Finance and Employment Minister Clyde Caruana has confirmed that negotiations with unions representing Air Malta workers regarding plans to halve the airline’s headcount concluded on Wednesday.
Many more Air Malta workers are now expected to apply for the voluntary transfer scheme that will find alternative Government employment for those made redundant.
Minister Caruana was speaking at a press conference on Thursday morning in Marsaxlokk, where along with Prime Minister Robert Abela he announced further economic stimulus through a direct cash injection to around 380,000 people.
Responding to a question from a journalist, Minister Caruana, under whose responsibility the national airline falls, said that the General Workers Union, the Cabin Crew Union, and workers representatives (shop stewards) were happy with the final agreement.
He explained the unions are now convening their members to relay the negotations’ conclusion.
The Government announced plans to reduce Air Malta’s total staff complement by around half last month, as the struggling airline continues to bleed cash.
Of the current 900 members of staff, only around 420 will remain after the restructuring, with departing employees set to be offered alternative positions with the Government at a similar paygrade. This is expected to save the airline around €15 million per year.

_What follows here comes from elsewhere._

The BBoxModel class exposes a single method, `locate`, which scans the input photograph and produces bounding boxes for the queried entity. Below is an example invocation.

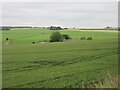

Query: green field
[2,28,118,88]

Originally meant to close on 28th January, the voluntary transfer scheme was reportedly undersubscribed, with a new deadline set for 11th February.
Talks with the European Commission to allow a measure of state aid have yet to be finalised, with Minister Caruana describing their work as “meticulous”.
He said that he cannot confirm the amounts being discussed until these talks have concluded and an agreement reached.
However, the Minister insisted that the future of Air Malta does not depend on state aid, but rather on the “serious work” being done by all partners.
He also sought to allay concerns about the airline by saying: “The company and the workers who remain with it have a future.”